Die Bundesregierung will es nicht wahrhaben: Wir erleben z.Zt. das letzte Aufbäumen einer unipolaren Epoche. Unter einer unipolaren (auch: monopolaren) Weltordnung versteht man eine Weltordnung, bei der ein Staat alle anderen dominiert.
Nach dem dramatischen Zusammenbruch des Warschauer Pakts und der Auflösung der Sowjetunion 1989-1991 waren die USA – militärisch und ökonomisch – die alleinige und unangefochtene Weltmacht. Der damalige US-Präsident George Bush (Sr.) verkündete 1990 eine neue Weltordnung unter Führung der USA. Bereits mit dem Angriff einer von den USA geführten Militärallianz auf den Irak am 16.1.1991 demonstrierte man die Bedeutungslosigkeit der bisherigen Supermacht Sowjetunion. Die Demütigungen für den Nachfolgestaat Russland sollten anhalten. Als sich der damalige russ. Außenminister Primakow 1999 im Flugzeug auf dem Weg zu einem Staatsbesuch in Jugoslawien befand, informierte ihn die NATOer, dass die NATO in Kürze mit Luftangriffen auf Belgrad startet. Der russ. Außenminister musste umkehren. Bei einem dieser Bombenangriffe traf man u.a. die chinesische Botschaft in Belgrad. Heute weiß man, dass dies kein Versehen gewesen ist. Die USA machten deutlich, dass sie sich an keine internationalen Regeln mehr halten würden, über die UNO in ihrer Machtlosigkeit wurde (z.B. 2003) gespottet. Das Project of a New American Century (PNAC) stellte klar, dass alle Länder, die sich der neuen Weltordnung widersetzten, mit Krieg überzogen werden würden.
Mit Putin die Wende?
Nach dem Sturz Gaddafis in Libyen, bei dem die USA eine UNO-Resolution missbrauchten (Flugverbotszone zum angeblichen Schutz von Zivilisten, danach bombardierte nur die NATO einseitig Regierungstruppen), machte Russland (das in der UNO der Flugverbotszone zugestimmt hatte) deutlich, dass es getäuscht worden war und dass dies das letzte Mal gewesen sei. In Russland hatte Putin den Staat reorganisiert und den Zerfall verhindert.

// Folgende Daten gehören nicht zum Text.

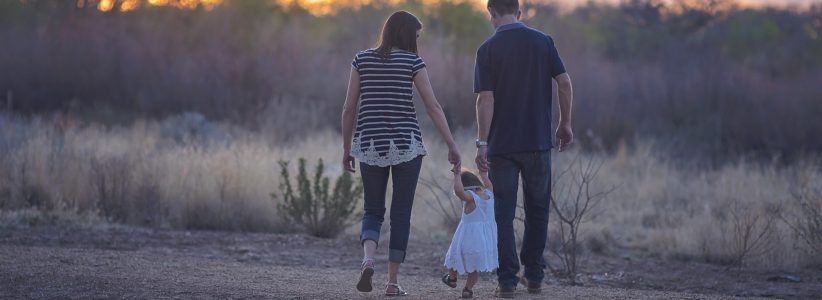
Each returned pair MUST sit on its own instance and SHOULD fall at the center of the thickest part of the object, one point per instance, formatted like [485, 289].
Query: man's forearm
[566, 99]
[485, 113]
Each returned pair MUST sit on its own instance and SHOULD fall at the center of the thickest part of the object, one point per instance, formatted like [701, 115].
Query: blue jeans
[535, 168]
[375, 182]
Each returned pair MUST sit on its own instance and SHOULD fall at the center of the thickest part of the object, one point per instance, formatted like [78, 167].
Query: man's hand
[348, 162]
[482, 158]
[564, 136]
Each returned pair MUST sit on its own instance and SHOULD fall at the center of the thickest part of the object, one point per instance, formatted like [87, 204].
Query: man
[513, 76]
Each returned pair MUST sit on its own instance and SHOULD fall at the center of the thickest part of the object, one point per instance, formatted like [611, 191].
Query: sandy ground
[119, 262]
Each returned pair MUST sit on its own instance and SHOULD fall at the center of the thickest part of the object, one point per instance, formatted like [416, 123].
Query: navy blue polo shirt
[518, 64]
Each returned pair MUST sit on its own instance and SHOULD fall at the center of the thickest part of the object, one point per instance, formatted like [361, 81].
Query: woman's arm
[434, 109]
[348, 117]
[459, 189]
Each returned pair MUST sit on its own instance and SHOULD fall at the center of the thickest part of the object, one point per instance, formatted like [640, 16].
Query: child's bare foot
[467, 293]
[450, 279]
[394, 289]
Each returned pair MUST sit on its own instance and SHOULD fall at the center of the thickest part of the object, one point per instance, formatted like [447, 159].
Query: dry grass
[188, 177]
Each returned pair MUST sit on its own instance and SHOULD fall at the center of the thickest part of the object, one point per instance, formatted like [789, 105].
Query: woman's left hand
[454, 157]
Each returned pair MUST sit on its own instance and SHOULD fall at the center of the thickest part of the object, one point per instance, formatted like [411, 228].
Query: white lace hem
[394, 156]
[461, 270]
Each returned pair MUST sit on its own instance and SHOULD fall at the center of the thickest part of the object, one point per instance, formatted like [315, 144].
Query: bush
[312, 207]
[805, 219]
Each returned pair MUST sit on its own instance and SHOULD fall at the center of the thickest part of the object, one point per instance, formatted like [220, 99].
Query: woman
[387, 138]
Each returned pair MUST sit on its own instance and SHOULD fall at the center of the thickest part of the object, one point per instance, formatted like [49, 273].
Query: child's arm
[459, 189]
[486, 181]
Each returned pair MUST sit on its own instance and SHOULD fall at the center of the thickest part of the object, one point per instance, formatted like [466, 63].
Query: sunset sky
[326, 6]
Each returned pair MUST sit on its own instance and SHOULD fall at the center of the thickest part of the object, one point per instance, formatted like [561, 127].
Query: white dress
[474, 246]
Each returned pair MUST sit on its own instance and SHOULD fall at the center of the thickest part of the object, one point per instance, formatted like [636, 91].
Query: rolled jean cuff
[397, 256]
[370, 235]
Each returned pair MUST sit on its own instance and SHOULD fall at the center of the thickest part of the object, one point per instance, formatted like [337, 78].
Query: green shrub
[312, 207]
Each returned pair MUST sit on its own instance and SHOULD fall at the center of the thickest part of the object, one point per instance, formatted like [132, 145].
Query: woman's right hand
[349, 162]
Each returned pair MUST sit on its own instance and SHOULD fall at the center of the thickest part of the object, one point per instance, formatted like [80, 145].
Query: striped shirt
[387, 131]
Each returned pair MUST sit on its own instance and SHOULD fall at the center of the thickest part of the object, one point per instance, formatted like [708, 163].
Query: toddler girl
[474, 246]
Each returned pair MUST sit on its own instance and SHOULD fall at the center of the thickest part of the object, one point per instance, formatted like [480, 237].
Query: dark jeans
[375, 182]
[535, 168]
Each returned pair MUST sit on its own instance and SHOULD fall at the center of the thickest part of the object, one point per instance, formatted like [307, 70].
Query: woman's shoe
[366, 273]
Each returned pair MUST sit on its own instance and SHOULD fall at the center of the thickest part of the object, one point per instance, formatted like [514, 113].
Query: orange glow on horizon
[325, 7]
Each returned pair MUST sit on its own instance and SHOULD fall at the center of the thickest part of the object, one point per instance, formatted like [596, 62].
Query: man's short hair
[504, 7]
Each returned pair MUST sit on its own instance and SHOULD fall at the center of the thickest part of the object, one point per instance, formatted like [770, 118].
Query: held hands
[564, 136]
[348, 162]
[482, 159]
[454, 158]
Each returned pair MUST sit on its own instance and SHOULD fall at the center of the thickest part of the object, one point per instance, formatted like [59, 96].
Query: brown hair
[504, 7]
[470, 179]
[399, 31]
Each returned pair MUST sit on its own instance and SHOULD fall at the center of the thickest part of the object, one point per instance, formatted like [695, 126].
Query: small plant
[752, 228]
[441, 200]
[805, 219]
[311, 206]
[573, 202]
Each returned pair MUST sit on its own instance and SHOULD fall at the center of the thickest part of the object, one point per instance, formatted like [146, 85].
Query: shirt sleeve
[418, 66]
[557, 66]
[355, 62]
[483, 78]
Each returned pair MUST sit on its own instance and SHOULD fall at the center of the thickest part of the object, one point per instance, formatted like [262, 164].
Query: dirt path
[137, 263]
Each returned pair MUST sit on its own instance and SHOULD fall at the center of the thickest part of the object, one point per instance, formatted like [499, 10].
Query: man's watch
[481, 143]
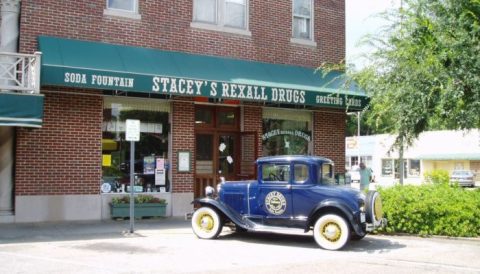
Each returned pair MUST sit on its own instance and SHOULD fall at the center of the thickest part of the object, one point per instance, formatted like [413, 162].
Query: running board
[276, 229]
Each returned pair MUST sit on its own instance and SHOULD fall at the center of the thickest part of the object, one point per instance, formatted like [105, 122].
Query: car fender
[338, 205]
[225, 210]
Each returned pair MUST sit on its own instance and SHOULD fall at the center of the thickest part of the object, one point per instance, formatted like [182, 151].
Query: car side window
[300, 173]
[275, 172]
[326, 176]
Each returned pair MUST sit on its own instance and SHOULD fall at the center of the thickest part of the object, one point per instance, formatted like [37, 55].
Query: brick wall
[183, 135]
[329, 137]
[62, 157]
[166, 25]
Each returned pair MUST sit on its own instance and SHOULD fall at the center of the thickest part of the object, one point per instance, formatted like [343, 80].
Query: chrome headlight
[361, 202]
[209, 191]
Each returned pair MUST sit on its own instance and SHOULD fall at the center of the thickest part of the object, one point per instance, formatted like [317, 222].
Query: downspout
[9, 32]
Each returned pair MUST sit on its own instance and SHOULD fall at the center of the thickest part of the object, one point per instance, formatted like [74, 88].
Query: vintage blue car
[291, 193]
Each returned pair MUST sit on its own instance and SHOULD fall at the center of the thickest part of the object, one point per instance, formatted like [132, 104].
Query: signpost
[132, 134]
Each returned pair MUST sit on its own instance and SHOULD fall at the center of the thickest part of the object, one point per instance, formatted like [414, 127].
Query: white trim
[303, 42]
[212, 27]
[312, 16]
[20, 119]
[121, 13]
[219, 24]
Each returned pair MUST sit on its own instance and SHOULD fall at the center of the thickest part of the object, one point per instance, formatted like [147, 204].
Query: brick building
[215, 84]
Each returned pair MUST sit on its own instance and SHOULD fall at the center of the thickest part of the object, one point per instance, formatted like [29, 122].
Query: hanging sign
[132, 130]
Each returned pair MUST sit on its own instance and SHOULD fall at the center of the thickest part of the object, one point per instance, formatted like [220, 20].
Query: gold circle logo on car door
[275, 203]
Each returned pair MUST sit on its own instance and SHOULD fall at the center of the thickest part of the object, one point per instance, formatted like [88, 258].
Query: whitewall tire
[206, 223]
[331, 232]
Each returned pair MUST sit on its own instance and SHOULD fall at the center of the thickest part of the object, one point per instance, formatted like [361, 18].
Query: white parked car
[463, 177]
[355, 174]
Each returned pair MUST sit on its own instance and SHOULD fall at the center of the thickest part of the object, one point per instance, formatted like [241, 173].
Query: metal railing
[20, 72]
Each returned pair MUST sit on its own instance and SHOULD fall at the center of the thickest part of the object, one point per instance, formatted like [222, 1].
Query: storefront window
[387, 167]
[414, 168]
[151, 165]
[286, 132]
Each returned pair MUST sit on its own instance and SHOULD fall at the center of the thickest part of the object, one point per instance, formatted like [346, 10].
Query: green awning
[23, 110]
[86, 64]
[450, 156]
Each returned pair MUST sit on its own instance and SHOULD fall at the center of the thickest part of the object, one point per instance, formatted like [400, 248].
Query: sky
[361, 19]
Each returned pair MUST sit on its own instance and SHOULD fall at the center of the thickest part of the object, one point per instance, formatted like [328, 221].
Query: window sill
[211, 27]
[125, 14]
[303, 42]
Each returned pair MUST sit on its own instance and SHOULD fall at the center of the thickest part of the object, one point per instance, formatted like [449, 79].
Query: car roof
[290, 158]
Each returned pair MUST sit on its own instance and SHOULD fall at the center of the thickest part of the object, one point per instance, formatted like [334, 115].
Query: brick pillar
[183, 139]
[252, 121]
[329, 137]
[64, 156]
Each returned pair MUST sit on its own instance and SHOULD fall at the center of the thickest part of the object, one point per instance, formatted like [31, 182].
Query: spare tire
[373, 207]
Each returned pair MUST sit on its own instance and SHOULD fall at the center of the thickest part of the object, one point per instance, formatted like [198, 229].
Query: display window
[151, 164]
[286, 132]
[391, 167]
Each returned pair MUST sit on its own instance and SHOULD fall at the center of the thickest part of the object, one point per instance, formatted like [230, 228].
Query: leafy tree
[425, 70]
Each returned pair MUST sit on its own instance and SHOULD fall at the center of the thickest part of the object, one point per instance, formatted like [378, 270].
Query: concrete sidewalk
[81, 230]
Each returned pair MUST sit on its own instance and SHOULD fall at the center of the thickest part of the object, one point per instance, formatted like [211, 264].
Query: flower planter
[140, 210]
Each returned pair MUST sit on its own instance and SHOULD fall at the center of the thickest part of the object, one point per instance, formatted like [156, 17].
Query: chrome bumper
[371, 227]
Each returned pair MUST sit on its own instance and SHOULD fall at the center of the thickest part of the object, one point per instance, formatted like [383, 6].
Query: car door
[274, 198]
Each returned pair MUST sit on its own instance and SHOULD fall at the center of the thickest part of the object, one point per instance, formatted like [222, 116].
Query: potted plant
[144, 206]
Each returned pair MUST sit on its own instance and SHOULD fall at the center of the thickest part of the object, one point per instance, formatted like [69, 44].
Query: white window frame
[132, 14]
[303, 41]
[219, 24]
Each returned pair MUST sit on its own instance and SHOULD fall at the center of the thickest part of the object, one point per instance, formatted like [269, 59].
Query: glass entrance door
[226, 160]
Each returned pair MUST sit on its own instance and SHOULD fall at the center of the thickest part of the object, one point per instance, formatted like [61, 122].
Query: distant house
[433, 150]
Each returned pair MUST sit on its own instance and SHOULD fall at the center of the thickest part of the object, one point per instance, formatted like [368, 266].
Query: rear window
[276, 172]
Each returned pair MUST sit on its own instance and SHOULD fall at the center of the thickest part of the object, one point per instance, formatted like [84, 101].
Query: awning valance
[86, 64]
[23, 110]
[450, 156]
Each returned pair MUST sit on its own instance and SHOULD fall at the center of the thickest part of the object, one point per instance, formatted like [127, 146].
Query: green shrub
[437, 177]
[139, 199]
[432, 209]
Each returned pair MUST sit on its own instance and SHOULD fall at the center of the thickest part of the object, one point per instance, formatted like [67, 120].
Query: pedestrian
[366, 176]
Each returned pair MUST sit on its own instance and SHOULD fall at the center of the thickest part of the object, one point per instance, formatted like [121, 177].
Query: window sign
[132, 130]
[183, 161]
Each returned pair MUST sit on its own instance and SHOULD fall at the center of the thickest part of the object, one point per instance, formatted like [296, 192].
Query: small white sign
[132, 130]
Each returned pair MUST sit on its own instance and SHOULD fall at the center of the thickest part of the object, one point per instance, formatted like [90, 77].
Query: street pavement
[169, 246]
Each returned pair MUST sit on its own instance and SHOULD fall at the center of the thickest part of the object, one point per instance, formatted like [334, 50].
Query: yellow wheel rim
[331, 231]
[205, 222]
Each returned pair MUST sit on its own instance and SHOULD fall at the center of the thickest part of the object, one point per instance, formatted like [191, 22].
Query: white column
[9, 31]
[10, 12]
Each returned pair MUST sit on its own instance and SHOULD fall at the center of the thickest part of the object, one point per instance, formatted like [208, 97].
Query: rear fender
[338, 207]
[225, 210]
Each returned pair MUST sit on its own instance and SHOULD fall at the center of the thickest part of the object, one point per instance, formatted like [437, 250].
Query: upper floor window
[303, 19]
[223, 13]
[123, 8]
[122, 5]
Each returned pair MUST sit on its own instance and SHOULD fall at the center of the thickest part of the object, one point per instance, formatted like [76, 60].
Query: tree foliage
[425, 70]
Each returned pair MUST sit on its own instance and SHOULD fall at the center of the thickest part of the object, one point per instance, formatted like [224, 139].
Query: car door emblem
[275, 203]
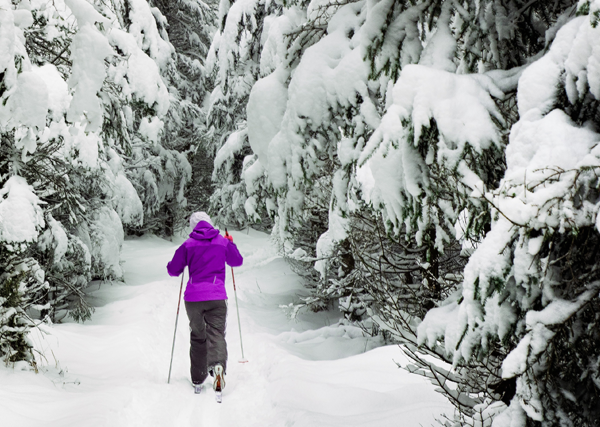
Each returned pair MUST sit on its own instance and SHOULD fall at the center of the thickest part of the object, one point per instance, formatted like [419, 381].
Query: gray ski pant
[207, 327]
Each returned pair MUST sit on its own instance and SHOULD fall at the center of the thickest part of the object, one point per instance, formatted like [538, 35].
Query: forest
[430, 168]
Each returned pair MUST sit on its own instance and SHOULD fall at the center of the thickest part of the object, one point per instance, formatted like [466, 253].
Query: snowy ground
[112, 370]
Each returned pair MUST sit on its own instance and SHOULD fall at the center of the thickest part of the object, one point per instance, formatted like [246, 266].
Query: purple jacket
[205, 253]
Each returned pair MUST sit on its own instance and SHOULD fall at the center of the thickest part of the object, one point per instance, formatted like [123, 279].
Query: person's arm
[233, 257]
[179, 261]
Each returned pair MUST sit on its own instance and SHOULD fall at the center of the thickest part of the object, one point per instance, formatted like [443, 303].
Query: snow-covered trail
[112, 370]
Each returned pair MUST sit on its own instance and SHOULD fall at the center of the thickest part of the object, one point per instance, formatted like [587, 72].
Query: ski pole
[243, 359]
[175, 333]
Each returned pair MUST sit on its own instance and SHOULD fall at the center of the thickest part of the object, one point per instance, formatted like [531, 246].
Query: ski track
[112, 370]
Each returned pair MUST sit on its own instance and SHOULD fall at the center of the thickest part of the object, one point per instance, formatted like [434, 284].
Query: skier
[205, 253]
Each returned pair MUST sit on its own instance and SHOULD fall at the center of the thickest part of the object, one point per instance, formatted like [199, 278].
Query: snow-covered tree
[83, 104]
[530, 288]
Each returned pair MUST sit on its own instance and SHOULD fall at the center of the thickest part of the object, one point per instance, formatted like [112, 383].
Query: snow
[304, 372]
[264, 112]
[20, 213]
[88, 50]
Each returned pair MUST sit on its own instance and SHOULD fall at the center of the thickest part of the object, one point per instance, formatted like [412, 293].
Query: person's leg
[195, 312]
[215, 316]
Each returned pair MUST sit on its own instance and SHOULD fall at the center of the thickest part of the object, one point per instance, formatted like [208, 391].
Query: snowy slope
[112, 371]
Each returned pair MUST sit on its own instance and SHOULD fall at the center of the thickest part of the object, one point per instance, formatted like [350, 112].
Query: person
[205, 253]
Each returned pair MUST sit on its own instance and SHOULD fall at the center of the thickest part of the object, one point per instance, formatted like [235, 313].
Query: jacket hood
[204, 231]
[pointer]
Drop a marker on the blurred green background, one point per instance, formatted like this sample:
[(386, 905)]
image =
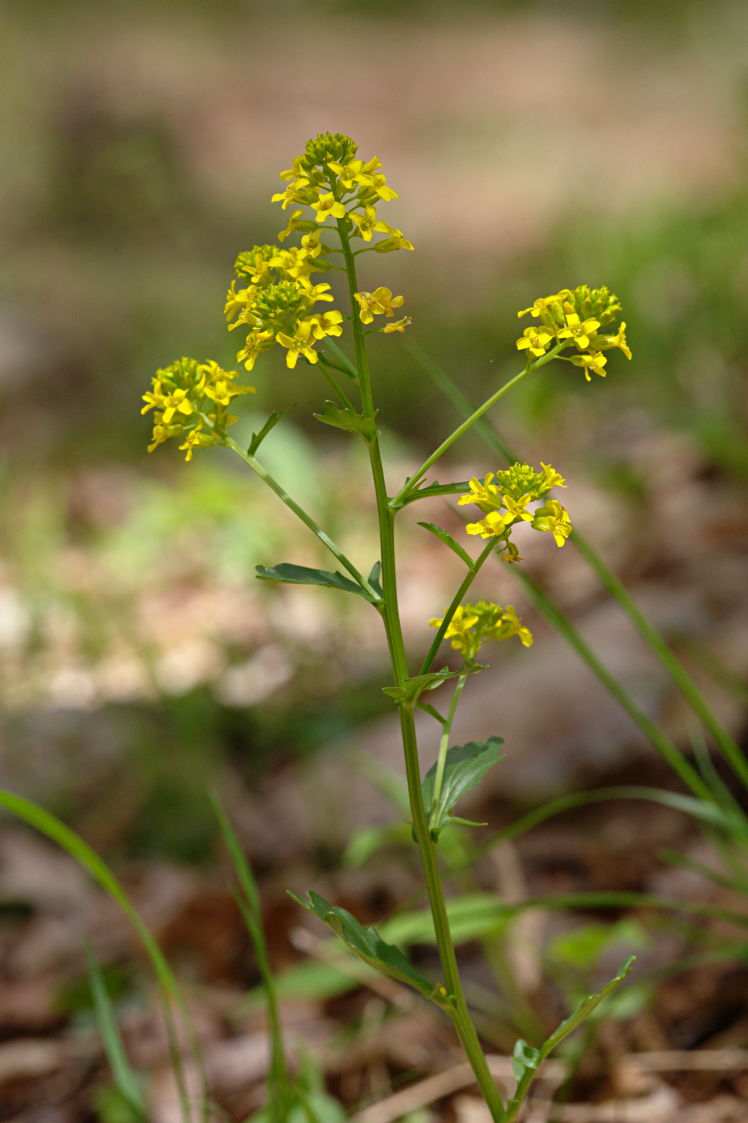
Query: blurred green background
[(532, 147)]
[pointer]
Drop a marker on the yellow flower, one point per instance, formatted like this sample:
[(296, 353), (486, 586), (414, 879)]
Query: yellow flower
[(327, 206), (326, 323), (367, 224), (195, 439), (254, 345), (299, 344), (536, 340), (397, 240), (555, 519), (518, 508), (486, 495), (397, 325), (493, 526), (617, 340), (380, 302), (592, 361), (170, 403), (581, 331), (355, 173), (184, 395), (475, 624)]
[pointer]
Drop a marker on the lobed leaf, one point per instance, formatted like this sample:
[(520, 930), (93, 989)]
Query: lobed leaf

Als die USA den Versuch starteten in Syrien das libysche Szenario zu wiederholen, vereitelte dies Russland. Russland stellt sich inzwischen der US-geführten Weltordnung offen entgegen. Die USA und Europa befinden sich ökonomisch im Niedergang. Die Bemäntelung von westlichen Interventionen mit Demokratie und Menschenrechten wird außerhalb Europas kaum mehr ernst genommen, denn die USA haben bspw. wiederholt demokratisch gewählte, aber nicht ausreichend freundliche Regierungen in Lateinamerika, Asien und Afrika gestürzt. Die VR China ist dabei, die USA in Kürze ökonomisch als stärkste Wirtschaftsmacht abzulösen; auch militärisch ist China erstarkt. Die VR China ist de facto mit Russland verbündet. Weiterhin treten andere aufstrebende Staaten – wie Indien, Mexiko, oder Brasilien – zunehmend selbstbewusst auf, organisieren sich in eigenen Zusammenschlüssen (BRICS), lehnen sich z.T. an Russland und China an und hören nicht mehr auf US-Anweisungen.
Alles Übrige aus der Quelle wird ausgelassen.